Perjalanan lima kali praperadilan kini berujung pada satu tahap penting: pemeriksaan pokok perkara di Pengadilan Negeri Jakarta Timur.

Baca Juga: Bukan Angka Kecil! DPR Bongkar Selisih Rp10 Triliun dalam Anggaran MBG, BGN Diminta Bertindak

Roy Suryo Didakwa Fitnah dan Pencemaran Nama Baik

Dalam sidang dakwaan, jaksa penuntut umum mendakwa Roy Suryo melakukan fitnah dan pencemaran nama baik terhadap Jokowi.

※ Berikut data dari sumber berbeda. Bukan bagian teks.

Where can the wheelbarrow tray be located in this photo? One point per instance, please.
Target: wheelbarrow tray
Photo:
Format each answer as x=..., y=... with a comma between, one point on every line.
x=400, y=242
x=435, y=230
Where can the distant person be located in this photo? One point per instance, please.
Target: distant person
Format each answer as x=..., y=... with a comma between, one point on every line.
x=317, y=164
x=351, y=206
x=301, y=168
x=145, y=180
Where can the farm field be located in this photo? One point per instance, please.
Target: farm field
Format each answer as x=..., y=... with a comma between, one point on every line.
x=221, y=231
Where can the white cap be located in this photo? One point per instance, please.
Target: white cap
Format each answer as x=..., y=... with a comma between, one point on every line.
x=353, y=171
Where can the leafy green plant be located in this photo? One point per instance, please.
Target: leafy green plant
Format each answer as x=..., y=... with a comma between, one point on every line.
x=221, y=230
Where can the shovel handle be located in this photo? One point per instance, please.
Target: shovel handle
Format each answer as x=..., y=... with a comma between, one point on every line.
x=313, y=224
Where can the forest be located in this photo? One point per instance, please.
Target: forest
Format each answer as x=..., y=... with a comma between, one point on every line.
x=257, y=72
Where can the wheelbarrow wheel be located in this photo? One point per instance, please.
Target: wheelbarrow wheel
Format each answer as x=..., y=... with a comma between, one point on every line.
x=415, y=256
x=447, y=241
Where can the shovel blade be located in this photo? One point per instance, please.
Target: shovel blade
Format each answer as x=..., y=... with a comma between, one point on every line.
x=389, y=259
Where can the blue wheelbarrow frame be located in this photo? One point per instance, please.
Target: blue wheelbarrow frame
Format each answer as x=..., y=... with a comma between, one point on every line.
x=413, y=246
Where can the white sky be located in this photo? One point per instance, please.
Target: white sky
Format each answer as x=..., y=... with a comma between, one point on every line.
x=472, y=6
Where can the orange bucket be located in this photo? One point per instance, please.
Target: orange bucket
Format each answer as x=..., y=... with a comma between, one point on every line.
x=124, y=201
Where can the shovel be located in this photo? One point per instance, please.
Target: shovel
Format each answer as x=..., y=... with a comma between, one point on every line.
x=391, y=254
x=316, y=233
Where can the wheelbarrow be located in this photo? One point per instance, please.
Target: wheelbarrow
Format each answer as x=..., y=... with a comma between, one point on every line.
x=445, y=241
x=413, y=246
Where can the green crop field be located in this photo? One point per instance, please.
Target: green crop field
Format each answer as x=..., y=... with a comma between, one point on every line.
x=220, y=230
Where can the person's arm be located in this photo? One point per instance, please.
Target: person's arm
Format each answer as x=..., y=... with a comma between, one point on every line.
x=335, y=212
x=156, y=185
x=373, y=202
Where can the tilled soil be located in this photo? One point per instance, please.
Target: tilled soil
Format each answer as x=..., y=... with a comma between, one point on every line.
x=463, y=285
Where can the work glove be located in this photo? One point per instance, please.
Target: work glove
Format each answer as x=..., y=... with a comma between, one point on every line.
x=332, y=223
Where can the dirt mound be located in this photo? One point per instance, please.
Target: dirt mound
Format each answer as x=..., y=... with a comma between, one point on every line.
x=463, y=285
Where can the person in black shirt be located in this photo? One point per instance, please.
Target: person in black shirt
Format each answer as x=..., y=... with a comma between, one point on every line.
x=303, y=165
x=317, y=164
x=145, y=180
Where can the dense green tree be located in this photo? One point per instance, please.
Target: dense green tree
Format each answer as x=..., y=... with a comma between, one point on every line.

Menurut jaksa, perkara tersebut bermula pada 26 Maret 2025. Jokowi disebut mendapat informasi mengenai sejumlah unggahan di media sosial yang mempersoalkan keaslian ijazah S-1 miliknya.

Jaksa menyebut terdapat dua video YouTube dan satu unggahan di media sosial X yang dianggap menyerang kehormatan atau nama baik Jokowi.

Materi tersebut, menurut dakwaan, pada pokoknya menuduhkan bahwa ijazah S-1 Jokowi palsu.

Jaksa kemudian menyebut muncul bantahan dari pihak Jokowi. Dalam rangkaian perkara tersebut, Universitas Gadjah Mada juga disebut telah menyampaikan bahwa Jokowi tercatat sebagai mahasiswa UGM dan dinyatakan lulus.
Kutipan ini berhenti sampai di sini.